First, the whole concept of Hispanic Heritage Month needs tweaking. "Hispanic" doesn't just mean Mexican. There are about 54 million Hispanics in the United States, comprising 17 percent of the U.S. population. About two-thirds are Mexican or Mexican-American. In the final third, you'll find Puerto Ricans, Cuban-Americans, Dominican-Americans and others.
At least the motives behind the celebration are clear. Corporations want a slice of the estimated $1.4 trillion that Hispanics spend every year. Universities eager to turn out the leaders of tomorrow have to start by acknowledging what America looks like today.
What began as a look backward -- an appreciation of the "heritage" of one group of Americans -- quickly became a look forward, a peek at what the future has in store for America's largest minority.
How did it all start? The Hispanic experience in the United States is defined by growth. The population is constantly growing, and so is its buying power. So how fitting that what was initially proclaimed by President Lyndon Johnson as Hispanic Heritage Week would, in 1988, be expanded by President Ronald Reagan to cover a 30-day period. Those Hispanics. Give them a week, and they take a month.
For the last 25 years, the political parties played along with the charade of convincing Hispanics that -- because of their numbers -- they were special, and that they mattered. The White House usually has a reception. More chips and salsa.
This year is different. It turns out that Hispanics are single-issue voters, and the issue is respect. Deny us that, and we're not going to give you much of a hearing on the issues you care about. It's common sense.

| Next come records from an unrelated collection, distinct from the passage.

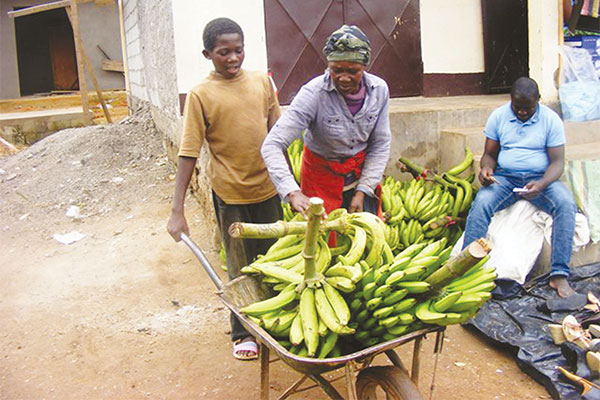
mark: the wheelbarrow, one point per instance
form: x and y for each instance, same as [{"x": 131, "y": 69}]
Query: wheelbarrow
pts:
[{"x": 394, "y": 380}]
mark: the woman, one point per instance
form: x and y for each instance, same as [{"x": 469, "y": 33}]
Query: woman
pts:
[{"x": 344, "y": 114}]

As defensive spinners in both parties will tell you, Hispanics care about issues beyond immigration; jobs, education, the economy and health care top the list. But the immigration issue is like a volcano that erupts every so often. And when the lava starts flowing, many Hispanics move the subject up the list.
Don't look now, but the lava is flowing. House Republicans insulted Hispanics when they refused to take up the Senate immigration bill, while pretending to want to pass some kind of reform. Then President Obama insulted us again when he promised to take executive action by the end of summer, and then backed off by pretending that he just discovered the political consequences.
Really? This White House eats and breathes politics. Obama and his advisers have known for months that pushing through some kind of executive reform before November that lets undocumented immigrants remain in the United States would put in jeopardy the re-election of a half dozen Senate Democrats representing red states. I suspect Obama never intended to pull the trigger before the elections. He only wanted to fool Hispanic voters into thinking he would so they'd turn out to vote.
It's disgraceful. With this White House, the emphasis is always on what Hispanics can do for them, and never about keeping promises to do something for Hispanics.
It's no wonder that "dreamers" -- those young undocumented immigrants who were given work permits and now want the same for their parents -- are traveling the country with a new kind of guerrilla politics. They're cornering prospective 2016 presidential candidates such as Hillary Clinton and Rand Paul in states like Iowa and trying to force them to tell us their position on Obama's broken promise and what they would do to deal with immigration. They videotape the encounters and put them on YouTube. At least for this group, the days of Hispanics blindly supporting Democrats because they despise Republicans are over.
What a great way to celebrate Hispanic Heritage Month. Instead of being about marketing products to Hispanics, this should be when we pitch Hispanics on the value of independence and standing up for themselves. In politics, you've got to know your worth, or you'll always be undersold.
Chips and salsa aren't very satisfying, when what you're really hungry for is dignity and respect.